Hace cuatro décadas, Peter Bürger publicó su Teoría de la vanguardia, un libro de culto, concentrado en las dos tareas más importantes que demandaba entonces el arte: romper la representación y disolver la frontera que lo separaba de la vida. Fracasar en esta doble empresa habría certificado, según Bürger, la derrota de la vanguardia y quizá algo peor: su imposibilidad.
Cuarenta años después, Teoría de la retaguardia es un manifiesto irónico surgido de ese fiasco, aunque no pierde el tiempo ni lamentándolo ni maquillándolo. Sobre todo porque aquí se entiende que nuestra época no está marcada por la distancia entre el arte y la vida, sino por una tensión entre el arte y la supervivencia, que es la continuación de la vida por cualquier medio.

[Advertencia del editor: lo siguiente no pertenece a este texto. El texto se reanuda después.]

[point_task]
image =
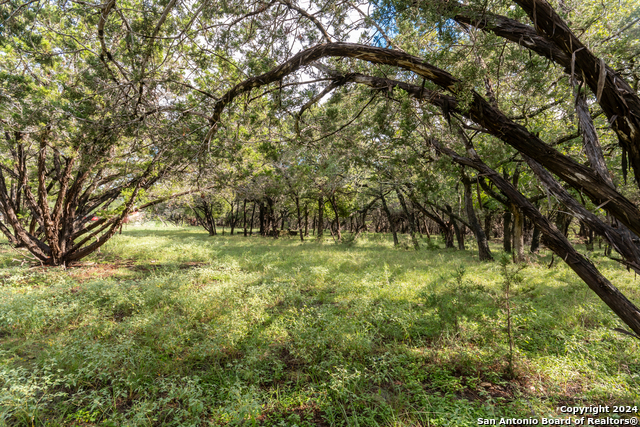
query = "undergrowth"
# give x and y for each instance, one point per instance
(172, 327)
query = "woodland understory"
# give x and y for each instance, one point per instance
(458, 122)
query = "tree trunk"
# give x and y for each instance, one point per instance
(391, 223)
(411, 219)
(299, 219)
(320, 216)
(506, 227)
(558, 243)
(253, 211)
(535, 240)
(334, 204)
(518, 234)
(244, 217)
(484, 253)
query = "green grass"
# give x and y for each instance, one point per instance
(169, 326)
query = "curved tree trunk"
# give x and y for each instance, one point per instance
(390, 219)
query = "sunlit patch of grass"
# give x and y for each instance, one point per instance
(168, 326)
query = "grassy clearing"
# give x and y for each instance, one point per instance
(172, 327)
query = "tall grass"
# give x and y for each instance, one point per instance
(168, 326)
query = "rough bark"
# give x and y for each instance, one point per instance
(392, 223)
(617, 98)
(578, 176)
(556, 241)
(320, 216)
(411, 219)
(484, 252)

En el malestar que brota de esa supervivencia, Teoría de la retaguardia sospecha de un arte que va dejando sus esquirlas en la política, la iconografía o la literatura, ámbitos desde los que regresa cada vez más maltrecho a su Ítaca de siempre: el museo. Desde ese viaje de ida y vuelta, este ensayo mordaz y austero -en el que se tropiezan Duchamp con La Lupe, la revolución con el museo, Paul Virilio con Joan Fontcuberta o Fukuyama con Michael Jackson— se pregunta si el Arte Contemporáneo no se acaba nunca. Porque si fuera mortal, entonces habría que escribirle un final.